Fabrice Moret

Current research

In glaucoma, the blood flow feeding the retina is impeded. It remains to be determined if these alterations are causative of the disease or if they are side effects. To support this investigation, a better understanding of the healthy physiology as well as better tools are required. Our research is geared toward these three points.

Specifically, we work on new optical techniques for retinal imaging in humans. Our approach combines both image recording techniques and image processing. The recording techniques aim at collecting quantitative images, a prerequisite to most image processing to be applied later on. The image processing then aims at removing the remaining unwanted variations to offer clean sequences. Finally quantitative parameters, e.g. vessel diameters, can be measured over time and help our understanding of the eye's physiology.

Our techniques are non-invasive, requiring no contact and no injection of contrast agent and thus very comfortable for patients. They also present an interesting potential: installed clinical equipment can be upgraded with little or no additional hardware, allowing fast and affordable transfer from research to patient care.

Various other ocular or systemic diseases relate to blood flow alterations in the eye: diabetes mellitus, hypertension, and intracranial hypertension to name a few. As our techniques and new understanding of the relevant physiology overlap with questions relating to these diseases, our investigations naturally encompass them as well.

1. Pulsation of the retinal vessels

The pulsations of retinal vessels are of interest for understanding ocular blood flow and diagnosing. For instance when measured before and after a vascular segment, the differential pulsation amplitude allows quantification of its resistance to the flow. The local pulsation of the veins is also of interest: first, it as is influenced by the intracranial pressure, it may offer a way to measure it non-invasively and, second, the nature of its relationship to glaucoma remains to be clarified and may offer clues to its aetiopathology.

The observation of fine pulsations is often impossible by direct observation and remains difficult even on recorded movies. Visualization and measurements of these pulsations are strongly limited by noise, eye movements and many other factors. We developed an image processing technique to address these limitations.

Movies of the retina of a healthy subject showing arteries and veins (respectively the brighter and darker lines) radiating around the optic nerve head (the dark spot), the region where the nerve fibres exit the eye globe and proceed to the brain.

o The left movie was acquired with a clinical imager and shows the typical micro-movements the eye performs when one is asked to gaze steadily at a point.

o The right movie shows the result of the image processing: the pulsations of the arteries (look at the vessels bending) and veins (e.g. just above the optic nerve head) are now clearly visible.

See more movies here, and read more (Moret et al. IOVS 2011)
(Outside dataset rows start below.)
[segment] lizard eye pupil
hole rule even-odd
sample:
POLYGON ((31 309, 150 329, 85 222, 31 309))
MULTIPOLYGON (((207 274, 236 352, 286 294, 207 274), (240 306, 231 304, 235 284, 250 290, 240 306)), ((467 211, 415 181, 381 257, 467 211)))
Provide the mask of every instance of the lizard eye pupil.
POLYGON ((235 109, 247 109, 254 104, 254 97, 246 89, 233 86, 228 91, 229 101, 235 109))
The first outcome of this technique is to provide a clear view of the arteries' and veins' pulsation. Several types of pulsation are observed: either lateral displacements or pulsations of vessel diameters. We are now quantifying and characterizing these pulsations with self-developed algorithms for measuring diameters over time. The image processing technique is also being applied to other types of imaging modalities in order to explore their temporal dimension.

2. Functional imaging

Not only is the blood flow impeded in glaucoma, but also the mechanism adjusting it to the level of neural activity in the retina (neurovascular coupling). This project aims at developing a technique to image the vascular response to a visual stimulation of the retina, and to investigate the origin of the impairment.
Successful initial development in primates whereupon transferred to humans: Two instruments have been developed and equipped with a visual stimulation (a, b). Pilot experiments have confirmed the recordability of the visually evoked vascular signal (c). Still, the signals have proven to be strongly dependent on the ambient conditions and subjects. We are now working to make our experimental system robust enough to allow recording in >10 subjects and start conducting pilot clinical testing.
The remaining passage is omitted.